Several studies have recently found that tumor immune infiltration is linked to cancer growth. Public data mining indicated a relationship between MFAP2 transcription and TNBC immune infiltration. Th1 and Th2 helper T cells are two different subpopulations of CD4 + cells among tumor-infiltrating lymphocytes. Th2 cells are believed to release IL-4 and IL-10, which restrict the host immune system, facilitating tumors to proliferate [31, 32]. Macrophages are divided into two functional phenotypes based on tumor microenvironment signals: classically activated macrophages (M1) and alternately activated macrophages (M2). M2 has anti-inflammatory and carcinogenic properties compared to M1, which has anti-tumor properties [33]. Our research investigated MFAP2 expression is positively correlated to macrophages in TNBC and previous study has reported the overexpression of MFAP2 is positively related to markers of Th2 cells and M2 macrophages in glioma [34], implying MFAP2 performs a crucial role in tumor immunity modulation. Because of this, MFAP2 may affect the immune infiltration of TNBC in similar ways and be a target for immunotherapy in the future.

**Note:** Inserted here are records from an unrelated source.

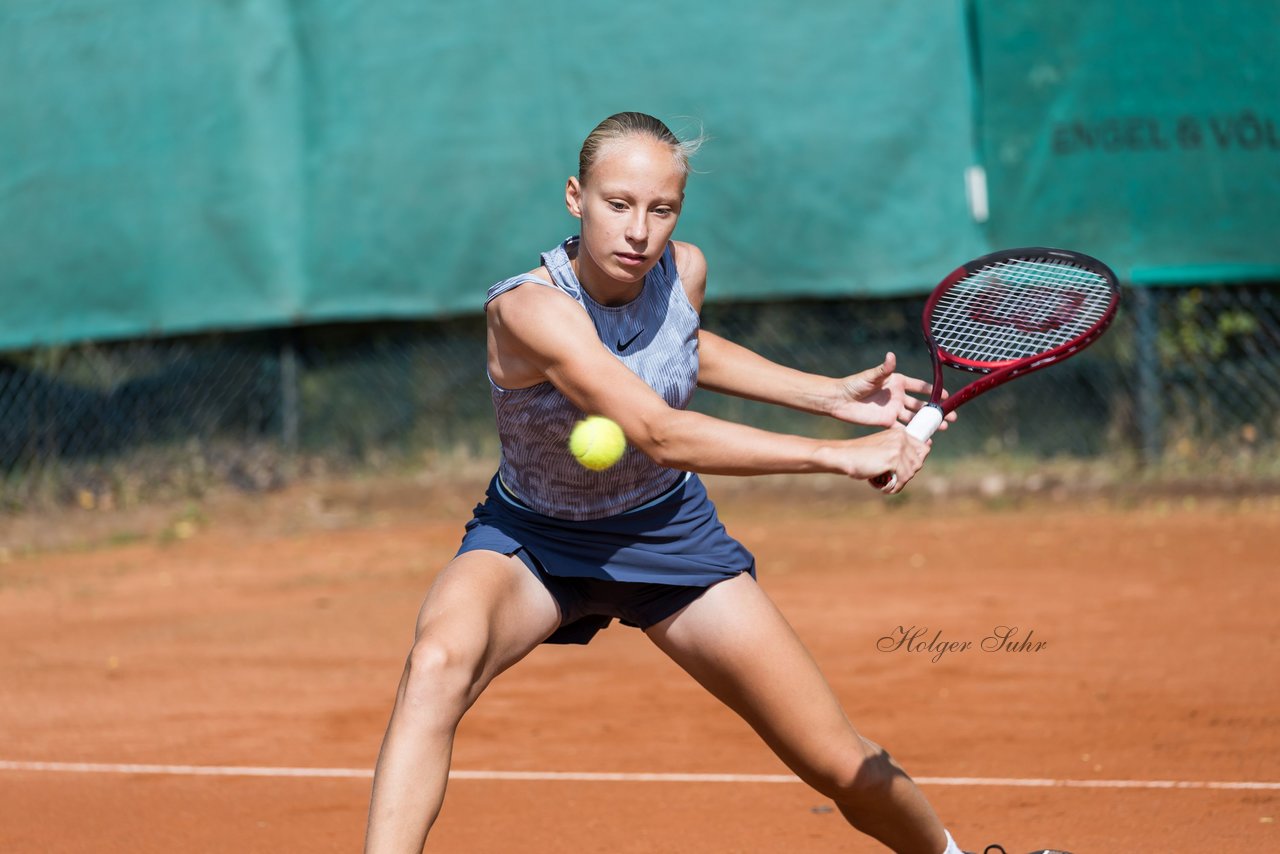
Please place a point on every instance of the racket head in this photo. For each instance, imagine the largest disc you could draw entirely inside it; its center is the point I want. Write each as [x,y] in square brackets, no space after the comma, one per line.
[1018,310]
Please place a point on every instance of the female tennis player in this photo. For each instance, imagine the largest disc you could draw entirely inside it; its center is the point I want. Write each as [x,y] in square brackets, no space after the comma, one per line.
[608,325]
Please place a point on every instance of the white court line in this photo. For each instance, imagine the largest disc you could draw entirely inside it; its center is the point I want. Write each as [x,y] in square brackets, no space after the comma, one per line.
[585,776]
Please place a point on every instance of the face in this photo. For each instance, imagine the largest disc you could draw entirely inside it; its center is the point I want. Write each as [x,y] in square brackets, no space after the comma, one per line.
[629,206]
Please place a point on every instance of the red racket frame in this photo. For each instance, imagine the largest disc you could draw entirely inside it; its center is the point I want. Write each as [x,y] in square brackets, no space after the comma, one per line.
[1000,373]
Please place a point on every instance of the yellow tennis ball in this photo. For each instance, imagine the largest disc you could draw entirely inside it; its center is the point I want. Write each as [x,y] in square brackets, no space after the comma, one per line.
[597,442]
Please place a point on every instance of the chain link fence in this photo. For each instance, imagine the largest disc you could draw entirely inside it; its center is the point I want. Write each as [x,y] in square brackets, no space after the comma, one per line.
[1187,384]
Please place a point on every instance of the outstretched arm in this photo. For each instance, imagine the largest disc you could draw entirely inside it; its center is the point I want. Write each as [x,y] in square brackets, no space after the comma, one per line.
[874,397]
[549,337]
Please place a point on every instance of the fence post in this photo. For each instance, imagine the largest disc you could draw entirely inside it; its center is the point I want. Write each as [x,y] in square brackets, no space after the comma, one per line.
[288,393]
[1150,411]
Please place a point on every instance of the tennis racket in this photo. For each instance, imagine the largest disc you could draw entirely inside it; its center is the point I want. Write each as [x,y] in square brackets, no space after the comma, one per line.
[1005,315]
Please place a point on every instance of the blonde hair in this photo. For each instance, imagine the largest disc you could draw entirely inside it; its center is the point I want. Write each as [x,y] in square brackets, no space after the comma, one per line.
[626,124]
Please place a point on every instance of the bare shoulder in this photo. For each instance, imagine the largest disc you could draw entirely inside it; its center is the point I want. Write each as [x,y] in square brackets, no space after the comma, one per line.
[691,265]
[533,316]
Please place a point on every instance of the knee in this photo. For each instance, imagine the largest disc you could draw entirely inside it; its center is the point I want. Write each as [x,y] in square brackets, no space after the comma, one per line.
[860,773]
[439,675]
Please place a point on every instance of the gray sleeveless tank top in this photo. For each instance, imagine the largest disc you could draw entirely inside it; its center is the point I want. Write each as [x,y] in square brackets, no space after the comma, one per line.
[656,336]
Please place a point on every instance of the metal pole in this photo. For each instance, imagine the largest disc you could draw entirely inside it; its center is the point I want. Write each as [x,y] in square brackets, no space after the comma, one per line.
[1150,412]
[288,394]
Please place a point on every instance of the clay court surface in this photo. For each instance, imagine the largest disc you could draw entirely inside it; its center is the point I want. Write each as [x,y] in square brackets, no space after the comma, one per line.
[242,656]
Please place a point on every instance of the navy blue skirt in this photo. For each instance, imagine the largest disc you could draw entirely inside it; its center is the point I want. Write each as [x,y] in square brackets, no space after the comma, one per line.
[639,566]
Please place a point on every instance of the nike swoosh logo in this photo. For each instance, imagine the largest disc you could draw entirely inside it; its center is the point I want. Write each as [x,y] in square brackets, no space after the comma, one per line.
[630,341]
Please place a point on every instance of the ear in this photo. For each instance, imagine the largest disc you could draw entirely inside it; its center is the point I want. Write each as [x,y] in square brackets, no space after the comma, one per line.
[574,197]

Apart from immune cell infiltration, tumor mutation burden (TMB) is another possible biomarker for predicting therapy and prognosis in multiple types of cancers [35,36,37]. We investigated the negative relationship between MFAP2 gene transcription and TMB in TNBC patients in our study, which suggested that MFAP2 may serve as a biomarker for PD-1/PD-L1 immunotherapy. To confirm our hypothesis, in TNBC tissues, we studied the connection between MFAP2 and PD-L1 through GSE167213 and GSE137356 datasets and employed immunohistochemistry analysis to further validate the outcome in clinical TNBC samples. Finally, we came up with a compelling result that TNBC patients with reduced MFAP2 expression had greater PD-L1 expression, which suggested we can choose appropriate immunotherapy methods according to the expression of MFAP2.

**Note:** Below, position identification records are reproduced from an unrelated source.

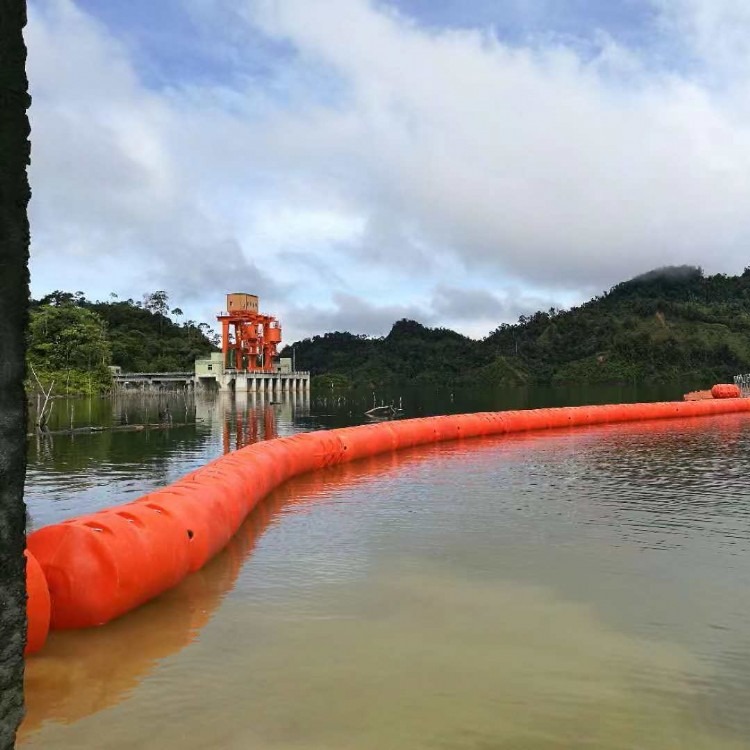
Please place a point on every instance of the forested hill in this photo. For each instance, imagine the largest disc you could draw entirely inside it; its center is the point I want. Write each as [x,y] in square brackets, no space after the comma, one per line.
[72,340]
[669,324]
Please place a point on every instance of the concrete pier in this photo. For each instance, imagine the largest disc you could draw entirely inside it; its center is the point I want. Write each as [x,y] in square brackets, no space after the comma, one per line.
[274,383]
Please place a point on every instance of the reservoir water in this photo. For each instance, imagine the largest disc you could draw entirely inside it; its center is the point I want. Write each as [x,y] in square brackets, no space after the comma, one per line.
[565,589]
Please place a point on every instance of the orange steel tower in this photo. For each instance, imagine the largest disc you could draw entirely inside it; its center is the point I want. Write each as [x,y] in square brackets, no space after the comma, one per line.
[248,338]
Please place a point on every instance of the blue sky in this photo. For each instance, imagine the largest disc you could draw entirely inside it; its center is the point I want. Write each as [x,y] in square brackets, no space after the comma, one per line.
[354,161]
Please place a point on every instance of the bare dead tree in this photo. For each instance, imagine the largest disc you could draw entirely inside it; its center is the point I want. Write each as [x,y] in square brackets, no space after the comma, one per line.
[14,310]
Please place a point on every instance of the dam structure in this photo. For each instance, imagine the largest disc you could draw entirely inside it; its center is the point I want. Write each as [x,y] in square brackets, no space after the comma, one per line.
[248,358]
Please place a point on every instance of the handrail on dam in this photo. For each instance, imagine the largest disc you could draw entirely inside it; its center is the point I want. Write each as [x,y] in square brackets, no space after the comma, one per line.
[88,570]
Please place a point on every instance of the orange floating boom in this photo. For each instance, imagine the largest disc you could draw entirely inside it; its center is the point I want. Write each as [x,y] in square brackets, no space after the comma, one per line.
[101,565]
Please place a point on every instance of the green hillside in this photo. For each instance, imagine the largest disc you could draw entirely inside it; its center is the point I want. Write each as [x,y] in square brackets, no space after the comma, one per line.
[72,340]
[667,325]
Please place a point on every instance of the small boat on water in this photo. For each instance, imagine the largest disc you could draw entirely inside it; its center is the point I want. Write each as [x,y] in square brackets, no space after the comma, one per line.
[383,412]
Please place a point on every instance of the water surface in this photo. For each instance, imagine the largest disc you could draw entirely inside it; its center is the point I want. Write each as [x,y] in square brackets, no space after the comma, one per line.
[585,588]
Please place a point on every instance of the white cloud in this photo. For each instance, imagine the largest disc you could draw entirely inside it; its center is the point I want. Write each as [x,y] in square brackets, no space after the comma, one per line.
[426,167]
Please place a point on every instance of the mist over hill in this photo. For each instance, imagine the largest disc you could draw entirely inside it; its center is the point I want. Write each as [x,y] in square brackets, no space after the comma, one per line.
[669,324]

TP53 mutations can protect tumor cells from various stress stimuli, including DNA damage, oxidative stress, interactions within the tumor microenvironment, and immune system, thereby promoting cancer cell survival and tumor progression [19]. In our study, we investigated that there was a difference in MFAP2 expression level between BC patients with and without TP53 mutation. According to the literature mentioned above, here is evidence demonstrating that extracellular matrix (ECM) can influence the physical properties of the microenvironment and subsequently affect the stability of TP53 mutations. And TP53 mutation also may occur in BC progression. Besides, MFAP2 is an important component of ECM [38], we made the hypothesis that MFAP2 may be engaged in breast cancer tumorigenesis through affecting the stability of TP53 mutation. Moreover, TP53, transcription factor, can regulate the expression of various proteins to establish a pro-oncogenic tumor microenvironment. This reminds us that MFAP2 may be regulated by TP53 directly or indirectly, thereby promoting the generation of the tumor microenvironment. In conclusion, the specific mechanisms underlying the interaction between MFAP2 and TP53 mutations remain unclear and require further investigation in future studies. This provides us with a potential direction for further in-depth research on MFAP2 in the future.

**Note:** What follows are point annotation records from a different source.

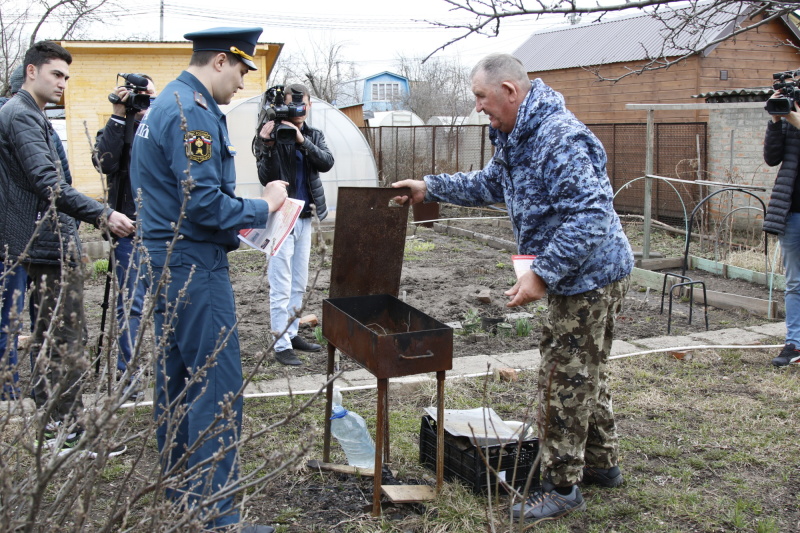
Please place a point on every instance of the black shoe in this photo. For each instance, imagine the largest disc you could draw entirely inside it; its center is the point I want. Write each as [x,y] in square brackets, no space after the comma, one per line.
[790,355]
[300,344]
[604,477]
[547,504]
[287,357]
[252,528]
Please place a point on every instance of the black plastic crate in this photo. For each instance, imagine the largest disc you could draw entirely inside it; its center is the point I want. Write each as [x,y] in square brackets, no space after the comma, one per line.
[468,465]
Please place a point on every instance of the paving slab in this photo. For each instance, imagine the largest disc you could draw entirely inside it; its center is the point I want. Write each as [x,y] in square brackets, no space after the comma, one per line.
[668,341]
[772,329]
[472,364]
[296,383]
[730,336]
[622,348]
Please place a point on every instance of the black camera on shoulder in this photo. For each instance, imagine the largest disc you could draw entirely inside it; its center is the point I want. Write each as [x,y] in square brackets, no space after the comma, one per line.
[274,107]
[788,85]
[138,99]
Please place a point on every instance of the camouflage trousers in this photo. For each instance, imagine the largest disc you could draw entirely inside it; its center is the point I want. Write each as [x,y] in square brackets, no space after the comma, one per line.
[576,420]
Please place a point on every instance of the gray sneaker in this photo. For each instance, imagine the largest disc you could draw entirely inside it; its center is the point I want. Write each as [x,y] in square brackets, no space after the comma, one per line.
[287,357]
[548,504]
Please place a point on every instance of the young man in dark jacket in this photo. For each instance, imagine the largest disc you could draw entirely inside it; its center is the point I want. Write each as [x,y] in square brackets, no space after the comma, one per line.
[112,155]
[45,240]
[299,164]
[782,146]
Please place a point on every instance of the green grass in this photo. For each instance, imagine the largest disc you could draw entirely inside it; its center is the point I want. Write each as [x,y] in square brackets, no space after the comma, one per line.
[705,445]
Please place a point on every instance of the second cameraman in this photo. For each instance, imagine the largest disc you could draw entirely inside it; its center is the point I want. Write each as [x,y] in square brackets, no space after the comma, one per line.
[112,158]
[299,164]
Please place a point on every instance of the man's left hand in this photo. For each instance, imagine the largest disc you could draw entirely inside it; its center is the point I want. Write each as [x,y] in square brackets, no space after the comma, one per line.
[529,288]
[299,139]
[119,224]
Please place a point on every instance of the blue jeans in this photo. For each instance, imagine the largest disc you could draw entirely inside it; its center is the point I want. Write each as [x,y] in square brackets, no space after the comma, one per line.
[14,285]
[288,275]
[130,297]
[790,243]
[198,417]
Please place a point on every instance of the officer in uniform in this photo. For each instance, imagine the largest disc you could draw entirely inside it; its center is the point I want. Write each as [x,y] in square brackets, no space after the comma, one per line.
[199,373]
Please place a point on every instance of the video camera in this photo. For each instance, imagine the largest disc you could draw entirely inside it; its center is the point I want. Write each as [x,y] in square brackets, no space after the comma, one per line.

In our study, we demonstrated the overexpression of MFAP2 in TNBC tissues and found that the expression of MFAP2 was linked to a poorer prognosis. However, limitations still exist in our study. At present, the mechanism of MFAP2 affecting the development of TNBC remains to be explored. Further research into the mechanism by which MFAP2 affects the TNBC is needed to provide insight into TNBC progression. Moreover, more animal model tests and clinical experiments are still needed to validate MFAP2 functions.

5 Conclusion

MFAP2 plays an important role in the progression of TNBC and may be a promising prognostic biomarker as well as a feasible target for immunotherapy in TNBC.